The Auschwitz Institute and its partners decided to hold this training via videoconference, representing the first fully-fledged virtual training in the history of the program. This was done in recognition of the crucial importance of three major factors: the need for work focused on atrocity prevention within the current global context, the importance of continuing the activities of the Citizenship and Democracy in School project, and the need to respect social distancing guidelines that prevent the spread of COVID-19.
The training was officially opened with an activity designed to welcome each of the participants and create a space for introductions. Following these short presentations, attendees spent the remainder of the initial day of training being introduced to the work of the Auschwitz Institute and its Educational Policies Program, as well as the objectives and methodology of the Citizenship and Democracy in School project that has been developed by AIPG’s EPP in collaboration with its partners.
The second day of the training opened with the session’s framing activity followed by a short presentation by Dr. Clara Ramírez-Barat, the Director of the EPP. In accordance with the thematic axes of the project, Dr. Ramírez-Barat’s talk covered the concept of identity and the importance of respect for diversity in the construction of a democratic society that can prevent future genocide. Next, participants were divided into two groups to take part in one of the activities outlined in the project’s Methodological Workbook, which had been adapted for online participation. Guided by Amanda Petraglia, AIPG’s EPP Program Assistant, Janaina Soares Galo, a consultant on the development of the project’s methodology, and Tatiane Guerra of the PFDC, the participation-centric activity fostered dialogue on stereotyping and discrimination.
The latter half of the working day included a lecture entitled “Dignity of the Person and Human Rights: Historical and Philosophical Fundamentals,” which was delivered by Dr. Walter Claudius Rothenburg, an official of the Federal Public Ministry and alumnus of the Auschwitz Institute’s Raphael Lemkin Seminar. The day finished with “Human Rights and the Federal District Study Plan,” a lecture taught by Ana Paula Rodrigues of the Federal District of Brasília’s Secretary of Education.

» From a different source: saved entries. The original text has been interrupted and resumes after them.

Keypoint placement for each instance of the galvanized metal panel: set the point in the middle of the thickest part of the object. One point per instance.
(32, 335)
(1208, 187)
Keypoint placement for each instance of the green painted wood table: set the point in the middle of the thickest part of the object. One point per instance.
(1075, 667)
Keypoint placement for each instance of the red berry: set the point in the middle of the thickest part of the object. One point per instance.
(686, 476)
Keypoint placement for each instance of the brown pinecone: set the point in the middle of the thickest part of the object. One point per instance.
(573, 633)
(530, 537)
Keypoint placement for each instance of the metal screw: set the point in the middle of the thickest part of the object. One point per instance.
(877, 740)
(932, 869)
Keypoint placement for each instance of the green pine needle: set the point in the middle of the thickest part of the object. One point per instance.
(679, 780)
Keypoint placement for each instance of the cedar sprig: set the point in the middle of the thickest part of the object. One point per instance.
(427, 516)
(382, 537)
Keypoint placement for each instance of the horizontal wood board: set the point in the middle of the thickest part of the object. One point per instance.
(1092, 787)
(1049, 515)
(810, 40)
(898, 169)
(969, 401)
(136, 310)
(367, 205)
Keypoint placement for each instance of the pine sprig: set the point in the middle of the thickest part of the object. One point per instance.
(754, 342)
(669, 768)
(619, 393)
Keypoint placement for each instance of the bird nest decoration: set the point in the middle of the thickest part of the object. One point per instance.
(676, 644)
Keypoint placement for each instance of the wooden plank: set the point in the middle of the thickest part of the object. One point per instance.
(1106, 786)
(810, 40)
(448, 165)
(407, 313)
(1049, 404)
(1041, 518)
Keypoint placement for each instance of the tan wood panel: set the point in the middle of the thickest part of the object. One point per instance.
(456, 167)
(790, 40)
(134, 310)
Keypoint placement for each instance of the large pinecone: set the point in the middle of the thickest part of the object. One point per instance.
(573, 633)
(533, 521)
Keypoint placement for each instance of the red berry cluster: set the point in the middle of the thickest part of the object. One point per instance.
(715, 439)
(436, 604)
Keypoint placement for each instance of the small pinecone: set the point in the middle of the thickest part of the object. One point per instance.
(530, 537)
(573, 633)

On the third day of the event, participants engaged with a module by University of Brasília Professor Thiago Trindade entitled “Democracy, Participation, and Citizenship.” Following this, Professor Ricardo Andrade and one of his students, Yara Guedes, gave a brief account of their experience in implementing the EPP education project in Brasília’s Gisno school in 2019. The day then finished with a segment led by Maria Eduarda Gonçalves, a lawyer and physically disabled individual who fights for the inclusion of her community in society. The report that she delivered, highlighting her experiences, shed light on the importance of prioritizing measures for inclusive education.

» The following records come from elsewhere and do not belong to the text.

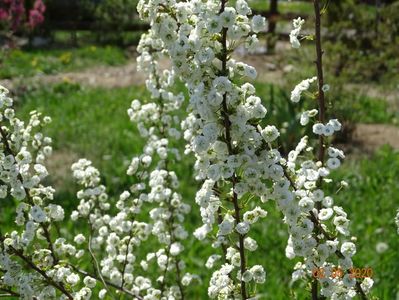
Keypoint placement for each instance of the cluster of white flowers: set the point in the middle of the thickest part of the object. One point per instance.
(237, 162)
(319, 230)
(24, 150)
(233, 155)
(303, 86)
(115, 239)
(294, 34)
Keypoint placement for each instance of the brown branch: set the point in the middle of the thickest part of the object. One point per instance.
(113, 285)
(30, 263)
(320, 78)
(227, 125)
(10, 292)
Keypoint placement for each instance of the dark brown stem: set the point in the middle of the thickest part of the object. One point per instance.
(28, 261)
(315, 289)
(227, 125)
(320, 77)
(117, 287)
(10, 292)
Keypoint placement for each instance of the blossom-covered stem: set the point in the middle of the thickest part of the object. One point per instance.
(126, 259)
(44, 226)
(11, 293)
(233, 180)
(94, 259)
(31, 265)
(320, 76)
(115, 286)
(328, 236)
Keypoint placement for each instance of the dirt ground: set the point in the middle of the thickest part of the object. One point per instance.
(366, 136)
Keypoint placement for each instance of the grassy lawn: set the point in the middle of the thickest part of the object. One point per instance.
(300, 7)
(93, 123)
(17, 63)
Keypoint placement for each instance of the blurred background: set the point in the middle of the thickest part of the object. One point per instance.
(75, 60)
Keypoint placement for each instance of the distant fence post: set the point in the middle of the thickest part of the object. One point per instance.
(271, 38)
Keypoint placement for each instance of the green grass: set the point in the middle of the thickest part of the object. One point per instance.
(93, 123)
(17, 63)
(299, 7)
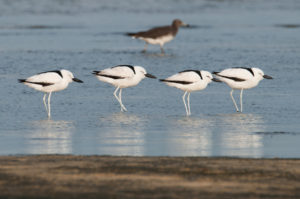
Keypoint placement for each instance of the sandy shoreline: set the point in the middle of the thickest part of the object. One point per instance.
(67, 176)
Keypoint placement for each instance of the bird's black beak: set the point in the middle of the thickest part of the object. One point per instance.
(77, 80)
(185, 25)
(267, 77)
(216, 80)
(150, 76)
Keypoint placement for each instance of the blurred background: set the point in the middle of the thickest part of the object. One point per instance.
(87, 35)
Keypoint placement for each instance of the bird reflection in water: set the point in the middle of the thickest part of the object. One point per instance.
(122, 134)
(190, 136)
(50, 137)
(238, 136)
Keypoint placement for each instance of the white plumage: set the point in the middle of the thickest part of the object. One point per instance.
(50, 81)
(189, 81)
(122, 76)
(240, 79)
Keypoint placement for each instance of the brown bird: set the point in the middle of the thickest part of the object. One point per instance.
(159, 35)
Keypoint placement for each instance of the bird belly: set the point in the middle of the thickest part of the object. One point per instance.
(158, 40)
(241, 85)
(122, 83)
(48, 89)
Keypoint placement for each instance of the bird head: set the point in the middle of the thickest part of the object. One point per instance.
(258, 73)
(178, 23)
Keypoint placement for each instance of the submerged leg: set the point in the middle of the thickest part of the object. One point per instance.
(237, 109)
(44, 100)
(162, 50)
(49, 106)
(189, 106)
(241, 100)
(120, 98)
(145, 48)
(115, 94)
(183, 98)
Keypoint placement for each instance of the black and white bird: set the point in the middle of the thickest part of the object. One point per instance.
(50, 81)
(240, 79)
(122, 76)
(159, 35)
(189, 81)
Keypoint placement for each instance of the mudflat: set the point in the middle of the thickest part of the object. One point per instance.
(69, 176)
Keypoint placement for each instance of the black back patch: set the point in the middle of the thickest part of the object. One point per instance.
(236, 79)
(196, 71)
(53, 71)
(176, 81)
(44, 84)
(129, 66)
(111, 76)
(248, 69)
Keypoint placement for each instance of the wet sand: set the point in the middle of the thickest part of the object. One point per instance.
(68, 176)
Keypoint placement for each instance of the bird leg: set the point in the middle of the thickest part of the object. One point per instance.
(189, 106)
(49, 106)
(241, 100)
(44, 100)
(237, 109)
(115, 94)
(162, 50)
(120, 98)
(183, 98)
(145, 48)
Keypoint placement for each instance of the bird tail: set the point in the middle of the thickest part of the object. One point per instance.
(95, 72)
(175, 81)
(131, 34)
(21, 80)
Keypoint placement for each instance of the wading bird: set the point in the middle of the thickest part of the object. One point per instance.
(122, 76)
(240, 79)
(49, 82)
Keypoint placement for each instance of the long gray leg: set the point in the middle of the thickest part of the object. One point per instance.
(44, 100)
(115, 94)
(189, 106)
(237, 109)
(145, 48)
(241, 100)
(120, 98)
(49, 105)
(162, 50)
(183, 98)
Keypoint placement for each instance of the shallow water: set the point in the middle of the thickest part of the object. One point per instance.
(83, 36)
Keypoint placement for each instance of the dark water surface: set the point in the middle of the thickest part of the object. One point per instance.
(83, 36)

The final day of the training began with a lecture by Professor Claviano Sousa of the Federal University of Paraíba. Professor Sousa gave a presentation entitled “Educommunication and the Role of the Media in Democracies.” The seminar then initiated a closing discussion between the organizers and the attending educators. Together with the PFDC and SEEDF, the EPP facilitated a collaborative dialogue to identify the best approaches to continue conducting trainings and developing the Citizenship and Democracy in School project during the COVID-19 Pandemic.

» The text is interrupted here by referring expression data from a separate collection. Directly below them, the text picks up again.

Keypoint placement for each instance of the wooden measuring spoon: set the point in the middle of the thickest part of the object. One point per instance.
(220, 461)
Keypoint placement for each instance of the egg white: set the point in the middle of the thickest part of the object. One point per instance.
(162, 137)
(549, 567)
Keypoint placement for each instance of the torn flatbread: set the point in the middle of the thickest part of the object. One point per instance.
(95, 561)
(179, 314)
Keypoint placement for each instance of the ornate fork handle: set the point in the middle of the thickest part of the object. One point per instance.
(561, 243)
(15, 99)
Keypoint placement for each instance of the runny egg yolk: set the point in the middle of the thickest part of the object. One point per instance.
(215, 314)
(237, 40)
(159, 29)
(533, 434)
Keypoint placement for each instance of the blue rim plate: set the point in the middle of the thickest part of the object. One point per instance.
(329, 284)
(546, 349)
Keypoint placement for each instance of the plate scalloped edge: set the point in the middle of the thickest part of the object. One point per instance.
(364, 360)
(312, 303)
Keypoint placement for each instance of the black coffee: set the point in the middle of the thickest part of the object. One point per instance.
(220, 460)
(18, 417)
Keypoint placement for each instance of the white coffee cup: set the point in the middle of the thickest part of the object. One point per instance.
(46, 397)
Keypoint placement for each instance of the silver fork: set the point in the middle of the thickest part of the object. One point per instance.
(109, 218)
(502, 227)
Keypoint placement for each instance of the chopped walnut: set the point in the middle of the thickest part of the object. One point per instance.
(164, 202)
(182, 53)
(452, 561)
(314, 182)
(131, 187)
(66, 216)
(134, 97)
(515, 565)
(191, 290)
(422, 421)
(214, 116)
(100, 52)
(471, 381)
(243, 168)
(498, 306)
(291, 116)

Over the upcoming months, the Auschwitz Institute and its partners will continue working to support educators in implementing the contents of the project in the classroom. For Dr. Ramírez-Barat:
Despite the challenges in implementing this type of training seminar via videoconference, we are very much aware of the importance of continuing our activities at a moment like this. While teachers and students alike remain outside of the classroom, it is vitally important to work toward preserving the continuity of learning. Despite these challenges, we are quite satisfied with the results and have learned a lot from the situation, which will be essential for our work over the coming months.